Do the Right Thing (Spike Lee, 1989) Spike Lee’s modern classic, detailing racial tensions and police brutality on the hottest day of summer in Bedford-Stuyvesant, has never been more crucial and relevant. With the sounds of Public Enemy’s “Fight the Power” blasting from boomboxes, this seminal film boasts cinematography from Ernest Dickerson, and an Academy Award-nominated screenplay (not to mention an iconic performance) from Lee; his phenomenal ensemble cast includes Ossie Davis, Danny Aiello, Ruby Dee, Rosie Perez, Joie Lee, Bill Nunn, John Turturro, and Samuel L. Jackson. Selected and guest-hosted by musician, DJ, and curator Abdu Ali.
Entertainment (Rick Alverson) Gregg Turkington, perhaps best known for his persona Neil Hamburger, stars as The Comedian, a beleaguered, Hamburger-ian performer who endlessly tours Grade-Z clubs and non-venues across America, shocking and dismaying audiences with his lewd and convoluted punchlines. At turns bleak, poignant, disturbing, and darkly hilarious, this fascinating and beautifully composed provocation from the director of The Comedy also features Amy Seimetz, John C. Reilly, Tye Sheridan, Lotte Verbeek, and Michael Cera.
People, Places, Things (Jim Strouse) In this thoughtful and hilarious rom-com, Jemaine Clement of Flight of the Conchords and What We Do in the Shadows stars as a graphic novelist whose comfortable life is shaken after walking in on his wife with another man. Downgraded to a tiny apartment and weekends-only status with his twin daughters, a bright spot appears when a student in a college art course he teaches challenges him to be more social and adventurous.
Results (Andrew Bujalski) High-octane personal trainer Kat (Cobie Smulders) works for her friend, fitness guru and entrepreneur Trevor (Guy Pearce)—both of whom have their lives turned upside-down when nouveau-riche couch potato Danny (Kevin Corrigan) arrives at their gym. The director of MFF 2013’s Computer Chess follows up that highly experimental work with something different: a romantic comedy with a stellar cast and a massive heart.
Showgirls (Paul Verhoeven, 1995) Intentional camp? Brilliant social commentary? A noble failure? Irredeemable trash? Books have been written exploring what Paul Verhoeven (RoboCop, Starship Troopers, The Fourth Man) was going for with this follow-up to mega-hit Basic Instinct. Starring Elizabeth Berkley, Kyle MacLachlan, and Gina Gershon, this seedy, Vegas-set film was derided upon its release but has lived on as a midnight movie and cult favorite.

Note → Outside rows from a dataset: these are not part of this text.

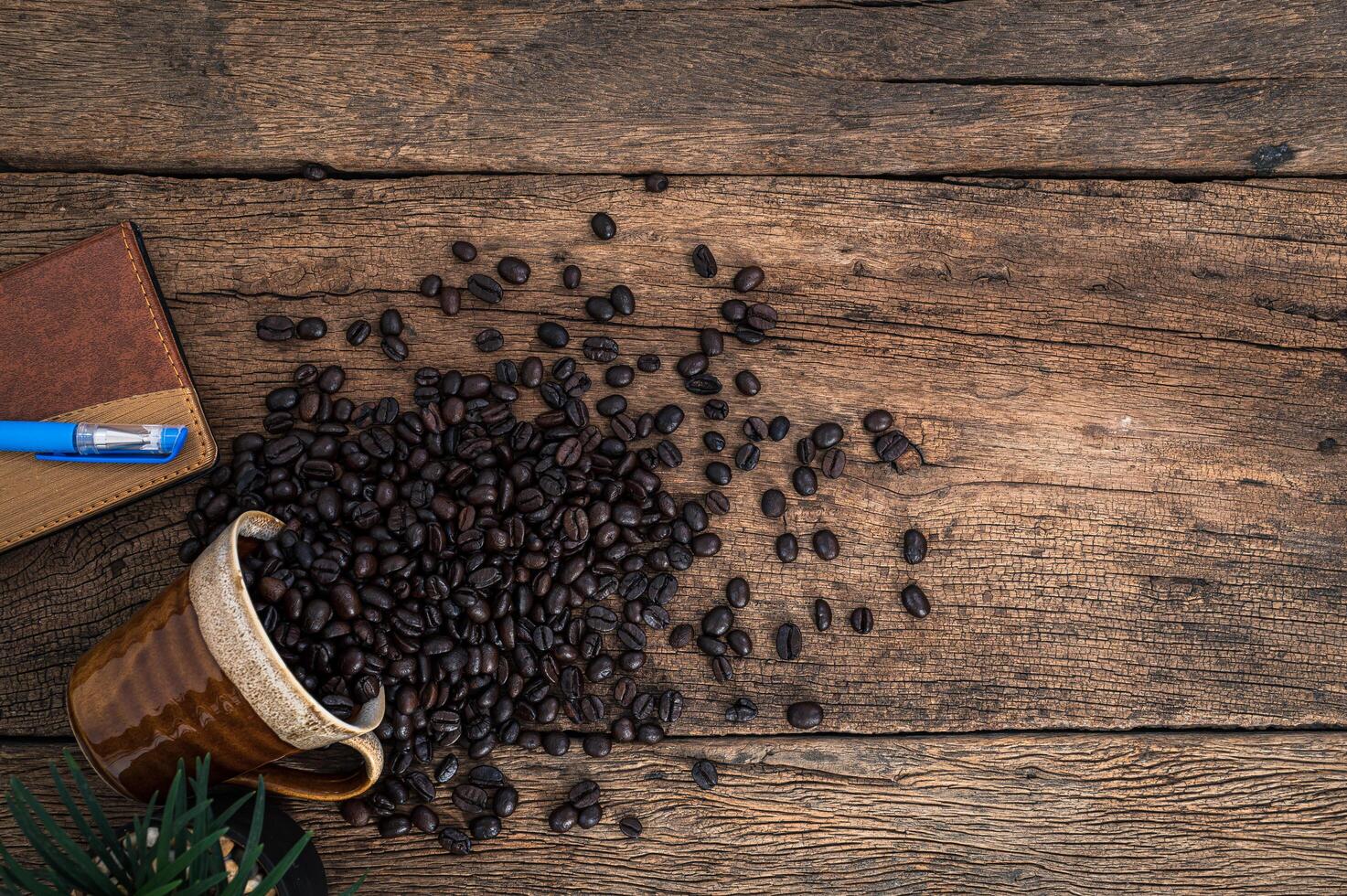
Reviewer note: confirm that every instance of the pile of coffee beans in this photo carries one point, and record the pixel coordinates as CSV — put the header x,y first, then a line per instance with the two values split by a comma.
x,y
492,573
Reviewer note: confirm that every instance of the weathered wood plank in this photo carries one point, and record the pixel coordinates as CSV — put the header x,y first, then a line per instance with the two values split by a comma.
x,y
1060,814
1193,88
1130,398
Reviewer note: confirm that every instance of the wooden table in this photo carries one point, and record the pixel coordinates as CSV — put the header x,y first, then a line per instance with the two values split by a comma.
x,y
1091,256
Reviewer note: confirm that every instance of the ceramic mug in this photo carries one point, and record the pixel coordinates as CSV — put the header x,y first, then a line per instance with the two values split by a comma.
x,y
194,671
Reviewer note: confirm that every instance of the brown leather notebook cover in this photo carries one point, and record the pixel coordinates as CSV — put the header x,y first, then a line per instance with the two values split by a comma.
x,y
84,337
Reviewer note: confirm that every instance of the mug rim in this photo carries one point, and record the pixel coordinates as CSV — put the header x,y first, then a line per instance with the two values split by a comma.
x,y
256,688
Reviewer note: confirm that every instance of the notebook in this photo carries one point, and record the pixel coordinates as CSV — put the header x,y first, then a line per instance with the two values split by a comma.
x,y
85,337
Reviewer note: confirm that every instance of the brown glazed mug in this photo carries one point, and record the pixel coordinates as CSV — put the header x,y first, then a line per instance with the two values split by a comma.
x,y
194,671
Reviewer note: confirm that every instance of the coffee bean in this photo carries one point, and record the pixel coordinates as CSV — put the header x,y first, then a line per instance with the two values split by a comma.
x,y
805,481
761,317
748,279
862,620
746,383
826,545
737,593
489,340
703,261
275,327
430,287
552,335
891,445
512,270
623,301
914,546
450,301
393,347
741,710
604,227
822,614
914,602
358,332
805,714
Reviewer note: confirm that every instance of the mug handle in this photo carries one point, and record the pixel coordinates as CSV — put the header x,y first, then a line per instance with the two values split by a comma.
x,y
327,787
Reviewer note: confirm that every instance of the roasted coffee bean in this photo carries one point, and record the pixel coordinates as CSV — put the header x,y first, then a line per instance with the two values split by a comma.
x,y
734,310
718,474
489,340
833,463
393,347
450,301
914,546
746,383
862,620
552,335
914,602
512,270
311,329
891,445
703,261
623,299
761,317
805,481
486,289
275,327
748,279
741,710
358,332
604,227
822,614
805,714
826,545
877,422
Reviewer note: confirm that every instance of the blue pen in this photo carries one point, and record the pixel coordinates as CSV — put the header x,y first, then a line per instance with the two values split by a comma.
x,y
93,443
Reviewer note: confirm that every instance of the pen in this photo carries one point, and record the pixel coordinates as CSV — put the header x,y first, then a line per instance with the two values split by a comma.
x,y
93,443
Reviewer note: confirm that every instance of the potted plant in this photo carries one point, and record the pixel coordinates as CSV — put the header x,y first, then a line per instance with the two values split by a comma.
x,y
196,844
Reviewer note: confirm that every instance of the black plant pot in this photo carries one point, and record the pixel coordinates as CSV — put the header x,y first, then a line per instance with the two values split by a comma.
x,y
279,833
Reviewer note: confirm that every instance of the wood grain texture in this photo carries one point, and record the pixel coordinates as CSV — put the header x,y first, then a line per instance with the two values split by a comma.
x,y
1085,87
1130,397
954,814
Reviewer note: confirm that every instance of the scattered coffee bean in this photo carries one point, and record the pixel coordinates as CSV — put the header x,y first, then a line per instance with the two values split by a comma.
x,y
358,332
275,327
604,227
862,620
914,602
512,270
914,546
805,714
703,261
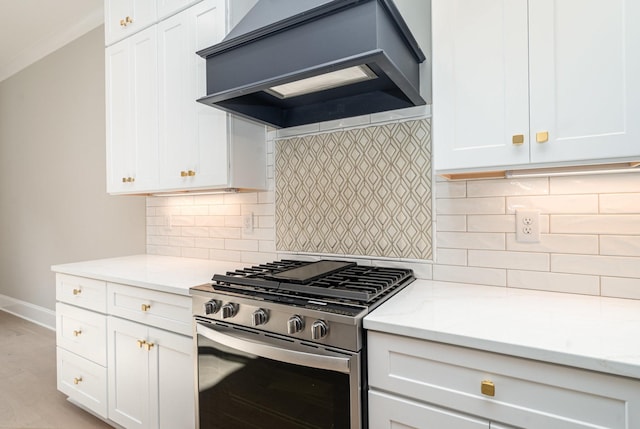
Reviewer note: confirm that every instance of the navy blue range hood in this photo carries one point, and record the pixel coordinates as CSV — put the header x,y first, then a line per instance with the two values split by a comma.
x,y
286,63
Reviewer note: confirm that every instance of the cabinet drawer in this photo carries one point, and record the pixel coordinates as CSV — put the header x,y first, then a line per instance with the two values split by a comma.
x,y
388,411
528,393
82,332
158,309
83,381
81,291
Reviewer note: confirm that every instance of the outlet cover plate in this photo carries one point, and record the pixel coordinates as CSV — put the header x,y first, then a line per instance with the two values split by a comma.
x,y
528,226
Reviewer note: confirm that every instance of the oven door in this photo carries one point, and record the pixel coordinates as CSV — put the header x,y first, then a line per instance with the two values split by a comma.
x,y
247,379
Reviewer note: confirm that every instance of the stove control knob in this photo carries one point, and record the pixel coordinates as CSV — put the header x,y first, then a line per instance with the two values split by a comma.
x,y
229,310
211,307
259,317
319,329
295,324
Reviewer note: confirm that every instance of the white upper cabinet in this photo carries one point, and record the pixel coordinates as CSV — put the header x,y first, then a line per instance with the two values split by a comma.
x,y
122,18
547,82
132,113
167,8
159,138
191,153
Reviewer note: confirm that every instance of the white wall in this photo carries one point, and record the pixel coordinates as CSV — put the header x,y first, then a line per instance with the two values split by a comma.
x,y
53,202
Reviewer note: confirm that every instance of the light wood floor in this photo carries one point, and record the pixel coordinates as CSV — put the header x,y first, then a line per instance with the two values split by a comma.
x,y
28,395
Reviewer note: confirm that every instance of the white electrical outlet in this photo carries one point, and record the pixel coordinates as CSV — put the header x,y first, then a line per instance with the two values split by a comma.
x,y
528,226
247,223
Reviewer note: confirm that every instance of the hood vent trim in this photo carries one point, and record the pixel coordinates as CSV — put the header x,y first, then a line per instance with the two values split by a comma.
x,y
295,44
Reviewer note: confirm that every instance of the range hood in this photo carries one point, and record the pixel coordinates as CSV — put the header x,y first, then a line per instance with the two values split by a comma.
x,y
295,62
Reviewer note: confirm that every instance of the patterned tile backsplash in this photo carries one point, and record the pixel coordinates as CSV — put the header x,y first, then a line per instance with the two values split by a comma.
x,y
590,225
364,192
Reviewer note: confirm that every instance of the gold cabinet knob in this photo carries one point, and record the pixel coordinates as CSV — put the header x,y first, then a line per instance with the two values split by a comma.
x,y
542,136
517,139
488,388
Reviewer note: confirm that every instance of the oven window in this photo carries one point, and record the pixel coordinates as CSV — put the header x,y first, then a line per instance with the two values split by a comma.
x,y
238,391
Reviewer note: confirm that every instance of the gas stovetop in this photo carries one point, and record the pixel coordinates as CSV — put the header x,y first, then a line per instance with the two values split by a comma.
x,y
322,302
328,280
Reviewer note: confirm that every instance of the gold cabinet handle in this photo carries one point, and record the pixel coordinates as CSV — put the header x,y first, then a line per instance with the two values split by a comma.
x,y
542,136
126,21
488,388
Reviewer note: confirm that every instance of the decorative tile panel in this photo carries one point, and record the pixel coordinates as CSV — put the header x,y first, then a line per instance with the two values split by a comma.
x,y
364,191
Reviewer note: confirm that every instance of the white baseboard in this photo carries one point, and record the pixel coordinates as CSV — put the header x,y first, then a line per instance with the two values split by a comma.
x,y
31,312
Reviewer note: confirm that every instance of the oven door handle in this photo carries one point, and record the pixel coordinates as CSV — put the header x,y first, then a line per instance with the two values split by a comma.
x,y
294,357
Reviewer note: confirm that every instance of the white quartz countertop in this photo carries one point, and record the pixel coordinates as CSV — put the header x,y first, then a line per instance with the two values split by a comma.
x,y
163,273
601,334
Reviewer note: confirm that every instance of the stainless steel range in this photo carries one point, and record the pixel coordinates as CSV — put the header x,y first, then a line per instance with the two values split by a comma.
x,y
281,345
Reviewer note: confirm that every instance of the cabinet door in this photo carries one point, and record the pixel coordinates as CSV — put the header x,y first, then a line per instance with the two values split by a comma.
x,y
387,411
126,17
167,8
128,374
172,380
585,79
480,83
193,137
132,113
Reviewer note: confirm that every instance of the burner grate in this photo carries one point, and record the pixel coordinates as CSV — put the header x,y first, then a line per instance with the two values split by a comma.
x,y
362,284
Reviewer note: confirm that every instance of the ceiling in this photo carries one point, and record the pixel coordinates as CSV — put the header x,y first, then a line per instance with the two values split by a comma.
x,y
32,29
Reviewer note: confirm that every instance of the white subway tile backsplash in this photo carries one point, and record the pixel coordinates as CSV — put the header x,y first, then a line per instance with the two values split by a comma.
x,y
508,187
242,245
451,189
225,255
451,256
557,243
206,221
620,203
596,224
599,184
470,206
470,240
490,223
555,203
597,265
620,287
451,223
474,275
554,282
505,259
620,245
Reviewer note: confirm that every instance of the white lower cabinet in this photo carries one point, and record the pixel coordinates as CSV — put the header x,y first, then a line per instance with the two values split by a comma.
x,y
422,384
388,411
132,361
150,377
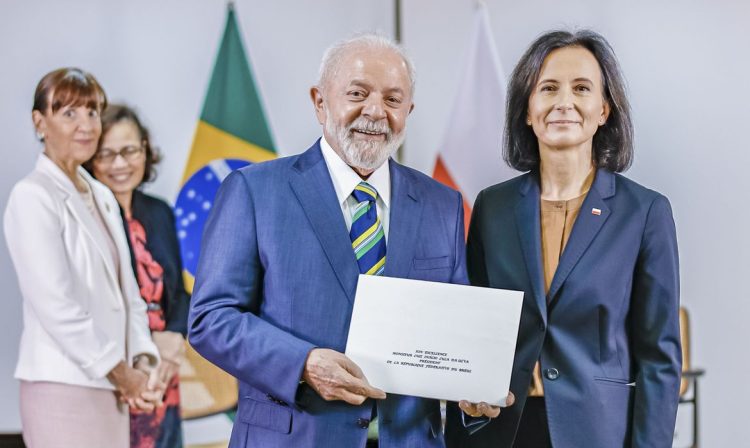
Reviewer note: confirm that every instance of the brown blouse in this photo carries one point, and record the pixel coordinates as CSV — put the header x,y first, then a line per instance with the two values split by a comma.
x,y
557,218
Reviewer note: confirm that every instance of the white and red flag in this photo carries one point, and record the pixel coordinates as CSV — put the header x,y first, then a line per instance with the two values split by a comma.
x,y
470,158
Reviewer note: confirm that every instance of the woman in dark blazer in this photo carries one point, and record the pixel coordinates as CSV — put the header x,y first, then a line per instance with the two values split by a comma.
x,y
598,359
125,160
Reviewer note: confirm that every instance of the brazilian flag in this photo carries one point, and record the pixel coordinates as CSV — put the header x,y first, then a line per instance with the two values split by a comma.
x,y
232,132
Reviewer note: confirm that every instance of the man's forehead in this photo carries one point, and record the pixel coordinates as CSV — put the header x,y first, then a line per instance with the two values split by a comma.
x,y
376,61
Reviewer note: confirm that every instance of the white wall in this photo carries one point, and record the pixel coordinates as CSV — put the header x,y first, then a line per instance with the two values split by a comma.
x,y
686,63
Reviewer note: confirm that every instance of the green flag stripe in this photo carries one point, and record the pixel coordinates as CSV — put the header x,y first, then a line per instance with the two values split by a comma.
x,y
232,101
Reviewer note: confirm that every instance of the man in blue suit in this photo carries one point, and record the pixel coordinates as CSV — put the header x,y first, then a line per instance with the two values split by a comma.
x,y
283,248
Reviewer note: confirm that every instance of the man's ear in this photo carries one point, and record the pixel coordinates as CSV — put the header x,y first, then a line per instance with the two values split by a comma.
x,y
316,95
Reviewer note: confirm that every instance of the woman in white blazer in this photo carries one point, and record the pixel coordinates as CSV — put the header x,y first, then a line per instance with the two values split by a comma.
x,y
86,350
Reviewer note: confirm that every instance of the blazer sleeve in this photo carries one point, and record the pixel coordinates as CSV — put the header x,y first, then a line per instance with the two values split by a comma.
x,y
223,325
655,331
477,268
459,272
179,303
33,230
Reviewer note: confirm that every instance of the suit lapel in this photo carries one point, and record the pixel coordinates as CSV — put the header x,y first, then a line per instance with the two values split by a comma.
x,y
530,234
80,212
586,227
405,216
314,190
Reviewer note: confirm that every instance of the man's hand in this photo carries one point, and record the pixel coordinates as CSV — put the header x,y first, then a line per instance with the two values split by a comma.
x,y
483,409
171,347
335,377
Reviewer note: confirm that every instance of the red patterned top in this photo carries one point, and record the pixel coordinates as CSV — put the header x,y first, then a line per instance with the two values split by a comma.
x,y
160,429
150,276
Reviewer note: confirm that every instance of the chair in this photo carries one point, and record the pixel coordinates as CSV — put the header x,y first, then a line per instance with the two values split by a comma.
x,y
690,375
205,391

Selected and guest-hosted by Alan Resnick and Dina Kelberman of Wham City.
The Wolfpack (Crystal Moselle) CLOSING NIGHT This extraordinary documentary brings us into the lives of the Angulo brothers, who grew up homeschooled and in extreme isolation from the outside world in a Lower East Side apartment. Home video became their only window into the outside world, and they took to recreating their favorite scenes and styling themselves after films such as Reservoir Dogs. But when one of the brothers escapes the confines of their apartment, all of their lives are forever changed. A sensation at Sundance, where it won the U.S. Documentary Grand Jury Prize, this is a documentary that delivers on the buzz, built on amazing access to a truly incredible story and unforgettable characters.